[lbo-talk] Bruce Bartlett: " I think it is only a matter of time before the Tea Party morphs into unapologetic fascism"

Marv Gandall marvgand2 at gmail.com
Tue Nov 12 09:22:05 PST 2013


On 2013-11-12, at 9:55 AM, c b <cb31450 at gmail.com> wrote:


> Bruce Bartlett is a former Reagan Administration official. He is not a
> Democrat nor does he say this to promote voting for Democrats. This is
> a viewpoint from inside the Republican Party.
>
> There is no premature anti-fascism. Of course, the current rightwing
> in the US is not identical to the fascists of the 1930's. duhh. But if
> you had warned against "fascism" in the 1930's , it would not have
> meant anything to anybody. "Fascism" was a new thing, unknown. You
> would have had to warn against "tyranny" or some other historically
> previous form of state. But of course fascism wasn't tyranny in the
> literal sense of that state form from ancient Greece anymore than tea
> Republican are "fascists" identical to the fascist of the 30s. Use of
> the term is necessary to raise the appropriate alarm in people's
> minds. They are like fascists, fascist-like.

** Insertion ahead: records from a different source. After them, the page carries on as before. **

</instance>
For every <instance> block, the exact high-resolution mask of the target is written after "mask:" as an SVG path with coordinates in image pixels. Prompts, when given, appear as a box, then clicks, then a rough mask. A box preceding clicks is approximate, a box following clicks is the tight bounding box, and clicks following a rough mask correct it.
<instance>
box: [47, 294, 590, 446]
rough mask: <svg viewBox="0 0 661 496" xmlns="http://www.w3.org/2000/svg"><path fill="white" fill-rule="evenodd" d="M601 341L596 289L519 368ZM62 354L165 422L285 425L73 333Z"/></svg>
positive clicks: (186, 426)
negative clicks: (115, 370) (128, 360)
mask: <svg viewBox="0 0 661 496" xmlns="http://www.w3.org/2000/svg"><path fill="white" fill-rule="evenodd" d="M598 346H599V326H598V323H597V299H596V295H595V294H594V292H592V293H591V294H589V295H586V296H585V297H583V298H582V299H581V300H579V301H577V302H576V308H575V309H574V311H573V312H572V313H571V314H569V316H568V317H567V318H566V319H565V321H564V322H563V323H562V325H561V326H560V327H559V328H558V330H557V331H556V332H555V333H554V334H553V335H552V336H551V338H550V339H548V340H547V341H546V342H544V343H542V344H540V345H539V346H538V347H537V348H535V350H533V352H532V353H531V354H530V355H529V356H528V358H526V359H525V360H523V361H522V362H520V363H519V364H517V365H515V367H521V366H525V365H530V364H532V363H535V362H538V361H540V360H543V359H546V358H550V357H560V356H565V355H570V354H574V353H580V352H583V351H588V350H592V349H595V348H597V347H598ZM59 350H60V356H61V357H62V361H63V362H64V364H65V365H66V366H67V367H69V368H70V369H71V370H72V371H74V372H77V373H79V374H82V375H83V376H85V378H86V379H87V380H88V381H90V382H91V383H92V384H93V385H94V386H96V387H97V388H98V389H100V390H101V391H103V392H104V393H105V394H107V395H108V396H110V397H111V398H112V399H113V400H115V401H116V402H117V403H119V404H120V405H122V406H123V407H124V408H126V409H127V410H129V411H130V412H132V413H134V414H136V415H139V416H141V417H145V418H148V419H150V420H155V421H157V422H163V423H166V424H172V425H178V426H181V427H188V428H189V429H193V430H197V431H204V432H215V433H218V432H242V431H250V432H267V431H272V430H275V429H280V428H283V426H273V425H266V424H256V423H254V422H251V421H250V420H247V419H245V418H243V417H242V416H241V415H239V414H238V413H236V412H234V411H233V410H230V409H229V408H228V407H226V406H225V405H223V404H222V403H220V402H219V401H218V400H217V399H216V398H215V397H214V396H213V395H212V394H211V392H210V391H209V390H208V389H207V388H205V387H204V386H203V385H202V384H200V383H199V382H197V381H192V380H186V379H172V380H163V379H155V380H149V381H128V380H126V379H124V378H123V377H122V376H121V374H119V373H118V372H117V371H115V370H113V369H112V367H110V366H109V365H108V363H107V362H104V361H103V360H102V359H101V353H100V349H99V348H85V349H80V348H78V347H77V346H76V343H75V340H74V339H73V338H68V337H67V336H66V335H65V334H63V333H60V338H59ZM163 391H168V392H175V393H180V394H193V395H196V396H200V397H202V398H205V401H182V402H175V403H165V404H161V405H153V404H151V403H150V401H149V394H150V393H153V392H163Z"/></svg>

As you know, we've discussed this issue many times, Charles.

The development of a fascist movement depends on whether the capitalists perceive a threat to their power and property from below. This was clearly the case in Italy, Germany, Spain and elsewhere in the aftermath of the Russian Revolution and during the Depression, when leading industrialists and financiers looked to the fascists, with their mass anti-Communist base, as the only available means of halting the advance of the left and of restoring social order.

That's not the case today, not even in Greece, where Syriza is the only left party anywhere poised to take political power. It's certainly not the case in the US, where the upper bourgeoisie remains committed to the political system which has served it well and where the popular exercise of democratic rights has never seriously challenged its hegemony.

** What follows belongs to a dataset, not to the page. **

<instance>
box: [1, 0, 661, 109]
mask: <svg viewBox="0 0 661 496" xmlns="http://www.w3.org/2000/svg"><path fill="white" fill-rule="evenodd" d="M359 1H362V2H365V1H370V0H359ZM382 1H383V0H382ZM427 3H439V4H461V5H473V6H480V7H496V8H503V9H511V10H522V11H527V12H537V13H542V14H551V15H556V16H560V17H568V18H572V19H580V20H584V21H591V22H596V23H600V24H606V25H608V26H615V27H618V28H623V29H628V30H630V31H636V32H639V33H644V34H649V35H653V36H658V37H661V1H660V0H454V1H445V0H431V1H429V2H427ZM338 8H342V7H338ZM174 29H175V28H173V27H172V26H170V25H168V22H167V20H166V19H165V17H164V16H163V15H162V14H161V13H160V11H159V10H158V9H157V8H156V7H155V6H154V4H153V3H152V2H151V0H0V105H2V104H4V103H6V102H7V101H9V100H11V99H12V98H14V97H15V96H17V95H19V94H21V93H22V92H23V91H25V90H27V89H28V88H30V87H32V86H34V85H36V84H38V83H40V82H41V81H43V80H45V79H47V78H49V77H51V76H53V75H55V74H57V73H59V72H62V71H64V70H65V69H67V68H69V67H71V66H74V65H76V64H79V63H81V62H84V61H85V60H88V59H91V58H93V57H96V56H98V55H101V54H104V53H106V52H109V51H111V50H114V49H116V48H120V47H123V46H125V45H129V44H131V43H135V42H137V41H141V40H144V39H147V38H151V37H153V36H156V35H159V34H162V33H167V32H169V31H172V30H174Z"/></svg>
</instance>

The fact that the Republican Establishment and its corporate patrons, far from encouraging the growth of the tea party, now see it as an electoral liability rather than an asset and are bent on purging it, is the surest indication of which way the political wind is blowing. In short, the bipartisan ruling class doesn't presently need a mass fascist party to discipline the masses; it is well able to do this by itself. And it's not necessary, IMO, to "alarm" the people that the tea party is an incipient fascist threat. Most have no historical memory of fascism but this has not prevented at least two-thirds of the population from comprehending that the tea party is inimical to its interests and from rejecting it on other grounds.

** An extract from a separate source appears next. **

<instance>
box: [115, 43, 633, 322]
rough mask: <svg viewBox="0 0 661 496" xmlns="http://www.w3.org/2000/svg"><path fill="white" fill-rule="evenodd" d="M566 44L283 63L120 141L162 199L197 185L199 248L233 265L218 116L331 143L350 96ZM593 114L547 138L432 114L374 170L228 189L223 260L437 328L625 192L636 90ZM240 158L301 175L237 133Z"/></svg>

> On Sun, Nov 10, 2013 at 2:19 PM, Carrol Cox <cbcox at ilstu.edu> wrote:
>> There are many problems in raising the cry of "Fascism," but the most
>> serious result is to deflect understanding the immense repressive power of
>> ordinary capitalist democracy, in all its varieties. One need only walk
>> through an airport, register at a hotel, leaflet in a Mall, or cross either
>> the Canadian or the Mexican border to realize that the u.s. ruling elites
>> have no need for "fascism."
>>
>> Carrol
>>
>> P.S. Perhaps the most omni-present icon of the authoritarian state is the
>> photograph on your driver's license.